Paul Tudor Jones is a legendary investor who currently manages Tudor Investment Corp. He rose to prominence in 1987, when he predicted a collapse in the equities markets. Jones also works as the chairman of Just Capital, which classifies US firms based on communal and environmental standards. Jones is a respected figure in the investment world, and many people from across the globe are imitating his strategies.
Jones first entered the Bitcoin market in 2017, but he exited after he doubled his invested. In May of 2020, he started advocating for Bitcoin again. At the time, he discussed the aggressive money printing policies of central banks as a reaction to the COVID-19 and called them the “Great Monetary Inflation”. Jones claimed:
“We are witnessing the Great Monetary Inflation — an unprecedented expansion of every form of money, unlike anything the developed world has ever seen”.
Paul Tudor Jones is bullish on bitcoin
Jones was recently interviewed by CNBC and expressed his bullish instance of Bitcoin. He reiterated that considers BTC as a haven against the quantitative easing policy of central banks. Jones also said he thinks Bitcoin plays an important role in maximizing the yield of his fund. He sees Bitcoin investment similar to investing in high-profile stocks like Apple.

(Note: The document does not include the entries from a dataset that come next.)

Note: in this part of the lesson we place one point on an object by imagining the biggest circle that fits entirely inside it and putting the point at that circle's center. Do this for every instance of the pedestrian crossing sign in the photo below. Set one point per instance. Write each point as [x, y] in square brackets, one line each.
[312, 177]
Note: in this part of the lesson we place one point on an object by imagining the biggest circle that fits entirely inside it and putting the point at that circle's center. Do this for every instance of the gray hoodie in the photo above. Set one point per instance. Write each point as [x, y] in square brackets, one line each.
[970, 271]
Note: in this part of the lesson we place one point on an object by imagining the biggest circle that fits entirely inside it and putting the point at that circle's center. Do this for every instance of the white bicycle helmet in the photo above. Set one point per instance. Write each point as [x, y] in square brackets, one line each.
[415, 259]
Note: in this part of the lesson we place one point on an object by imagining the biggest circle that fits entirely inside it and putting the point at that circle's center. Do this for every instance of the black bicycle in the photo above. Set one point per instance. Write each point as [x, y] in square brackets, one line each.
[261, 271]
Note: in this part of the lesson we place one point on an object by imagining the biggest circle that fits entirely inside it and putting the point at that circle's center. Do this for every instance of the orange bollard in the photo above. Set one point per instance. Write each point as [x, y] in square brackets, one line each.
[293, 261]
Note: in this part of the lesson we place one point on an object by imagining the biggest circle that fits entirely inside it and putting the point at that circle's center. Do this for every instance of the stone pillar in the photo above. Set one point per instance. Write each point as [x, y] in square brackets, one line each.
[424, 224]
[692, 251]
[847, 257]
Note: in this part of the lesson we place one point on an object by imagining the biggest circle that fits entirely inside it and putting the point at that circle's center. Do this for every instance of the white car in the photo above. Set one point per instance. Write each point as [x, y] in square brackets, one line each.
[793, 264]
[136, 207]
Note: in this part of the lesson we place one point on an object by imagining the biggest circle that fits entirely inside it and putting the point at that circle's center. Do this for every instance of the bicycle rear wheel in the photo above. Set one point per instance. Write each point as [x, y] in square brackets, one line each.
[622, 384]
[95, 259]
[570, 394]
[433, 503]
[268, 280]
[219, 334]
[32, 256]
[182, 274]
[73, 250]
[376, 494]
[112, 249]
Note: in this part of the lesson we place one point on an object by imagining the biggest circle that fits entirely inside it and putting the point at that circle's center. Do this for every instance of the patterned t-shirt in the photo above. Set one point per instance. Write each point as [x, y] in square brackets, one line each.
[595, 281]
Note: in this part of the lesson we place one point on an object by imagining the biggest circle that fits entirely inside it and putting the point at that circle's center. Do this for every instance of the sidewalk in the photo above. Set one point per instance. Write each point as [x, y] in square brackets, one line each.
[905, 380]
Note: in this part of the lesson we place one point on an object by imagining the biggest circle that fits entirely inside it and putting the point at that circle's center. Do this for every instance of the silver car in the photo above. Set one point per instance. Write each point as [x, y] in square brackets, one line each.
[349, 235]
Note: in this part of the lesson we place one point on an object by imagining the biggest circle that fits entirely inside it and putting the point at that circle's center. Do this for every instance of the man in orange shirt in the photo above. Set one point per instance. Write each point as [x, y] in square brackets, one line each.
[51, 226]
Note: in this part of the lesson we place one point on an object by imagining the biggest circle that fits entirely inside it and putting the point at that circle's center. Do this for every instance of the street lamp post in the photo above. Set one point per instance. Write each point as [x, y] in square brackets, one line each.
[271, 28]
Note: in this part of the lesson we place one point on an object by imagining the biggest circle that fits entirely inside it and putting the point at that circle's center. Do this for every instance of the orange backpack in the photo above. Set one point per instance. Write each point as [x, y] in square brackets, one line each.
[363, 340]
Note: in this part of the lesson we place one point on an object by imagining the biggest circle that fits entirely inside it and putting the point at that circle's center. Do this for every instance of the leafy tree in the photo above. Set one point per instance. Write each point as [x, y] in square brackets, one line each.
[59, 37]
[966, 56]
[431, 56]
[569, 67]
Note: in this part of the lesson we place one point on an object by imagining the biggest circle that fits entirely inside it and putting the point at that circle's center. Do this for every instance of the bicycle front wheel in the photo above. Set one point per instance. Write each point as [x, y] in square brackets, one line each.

Now, Bitcoin’s price action is in a good position as BTC has made a tremendous recovery from its March lows. PayPal made headlines in October when it authorized its users to purchase, sell and hold crypto. It was a massive piece of news, and it attracted a lot of attention from experts and large firms. After PayPal’s entrance to crypto space, many finance giants have started to take cryptocurrencies much more seriously.
Paul Tudor Jones pointed to the fact that a lot of smart people are in the Bitcoin space. Earlier, he had talked about some fundamental properties of bitcoin, and the scarcity of this currency attracted him. Bitcoin has a limited supply, and only 21 million bitcoins will be available at the end. No one can print bitcoin more than this determined supply, and a central authority does not control it.
Jones has his reasons for suggesting Bitcoin as an investment. He compared Bitcoin to assets like copper and gold, and he even thinks Bitcoin can be valuable than these kinds of assets. We can transfer bitcoin around the world very rapidly, and we can easily divide it into smaller units called Satoshi.
In the interview, he revealed that his view on Bitcoin become even more bullish than before:
“I like bitcoin even more now than I did then. I think we are in the first inning of bitcoin, and it’s got a long way to go.”
Jones thinks the quantitative easing policy and the COVID-19 pandemic will prepare a background for inflation to increase. We’ve seen unprecedented money printing activity by central banks lately, and it will have its consequences. Conversely, Bitcoin is a store of value that has deflationary properties baked right into its code.